El guía blandió su rama y los ahuyentó, lanzando fuertes silbidos a los que se resistían a marcharse y dando pisotones en el suelo para asustarlos. Los animales empezaron a retirarse poco a poco con andares pausados, obedientes pero sin dejarse intimidar. El señor Kapasi cogió a Bobby en brazos y lo llevó con sus padres y sus hermanos. Mientras caminaba hacia ellos, estuvo tentado de susurrarle un secreto al oído. Pero Bobby estaba aturdido, temblaba de miedo y tenía heridas en las piernas, donde había recibido los golpes más fuertes. Cuando el señor Kapasi se lo entregó a sus padres, el señor Das empezó a sacudirle el polvo de la camiseta y le colocó bien la gorra. La señora Das metió una mano en el bolso y sacó una tirita que le puso en un pequeño corte de la rodilla. Ronny le ofreció un chicle a su hermano.

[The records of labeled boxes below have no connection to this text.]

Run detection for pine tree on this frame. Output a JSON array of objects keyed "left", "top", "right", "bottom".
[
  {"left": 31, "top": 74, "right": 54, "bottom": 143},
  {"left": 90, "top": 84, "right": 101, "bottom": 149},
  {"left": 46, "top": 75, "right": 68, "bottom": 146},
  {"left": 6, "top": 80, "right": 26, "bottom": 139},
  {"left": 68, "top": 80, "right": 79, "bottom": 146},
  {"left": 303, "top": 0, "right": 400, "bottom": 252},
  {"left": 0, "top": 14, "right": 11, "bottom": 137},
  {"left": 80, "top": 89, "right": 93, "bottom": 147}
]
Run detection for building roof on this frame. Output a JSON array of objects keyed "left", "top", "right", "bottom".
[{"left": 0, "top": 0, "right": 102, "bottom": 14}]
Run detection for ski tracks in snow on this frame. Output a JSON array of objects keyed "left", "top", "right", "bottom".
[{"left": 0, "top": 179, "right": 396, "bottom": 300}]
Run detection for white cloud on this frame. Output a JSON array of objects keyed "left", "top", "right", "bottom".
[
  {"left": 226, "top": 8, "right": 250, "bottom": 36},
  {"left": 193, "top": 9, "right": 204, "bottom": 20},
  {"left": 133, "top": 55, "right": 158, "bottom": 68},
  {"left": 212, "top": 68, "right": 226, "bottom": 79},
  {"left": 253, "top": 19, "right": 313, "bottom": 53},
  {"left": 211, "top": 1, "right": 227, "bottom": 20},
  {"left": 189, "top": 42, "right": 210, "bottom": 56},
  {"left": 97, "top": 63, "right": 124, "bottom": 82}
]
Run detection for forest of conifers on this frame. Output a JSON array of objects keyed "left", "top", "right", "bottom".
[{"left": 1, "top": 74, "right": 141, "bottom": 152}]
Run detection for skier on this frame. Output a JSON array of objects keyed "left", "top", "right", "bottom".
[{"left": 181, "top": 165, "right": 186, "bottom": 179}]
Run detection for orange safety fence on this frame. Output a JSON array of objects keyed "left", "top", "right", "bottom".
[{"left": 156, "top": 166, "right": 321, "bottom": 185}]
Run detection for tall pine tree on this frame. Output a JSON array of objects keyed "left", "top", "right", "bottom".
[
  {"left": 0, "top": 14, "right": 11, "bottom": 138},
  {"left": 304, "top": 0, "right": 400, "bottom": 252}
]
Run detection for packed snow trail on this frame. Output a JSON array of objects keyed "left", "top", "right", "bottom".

—No ha sido nada. Solo está un poco asustado, ¿verdad, Bobby? —dijo el señor Das mientras le daba palmaditas en la coronilla.

—Por Dios, larguémonos de aquí —soltó la señora Das, que se cruzó de brazos tapando la fresa de su camiseta—. Este sitio me da escalofríos.

—Sí. Volvamos al hotel, será lo mejor —coincidió el señor Das.

—Pobre Bobby —dijo la señora Das—. Ven un momento. Deja que mami te arregle el pelo.

Volvió a meter la mano en el bolso, esta vez para coger el cepillito, y empezó a pasárselo al niño alrededor de la visera. Al sacarlo, el trozo de papel con la dirección del señor Kapasi salió volando arrastrado por el viento. Solo él se dio cuenta. Lo vio elevarse, cada vez más alto, hasta las ramas de los árboles en las que se habían sentado los monos, que observaban solemnemente la escena que se desarrollaba abajo. El señor Kapasi también la observaba, consciente de que aquella sería la imagen de la familia Das que guardaría para siempre en la memoria.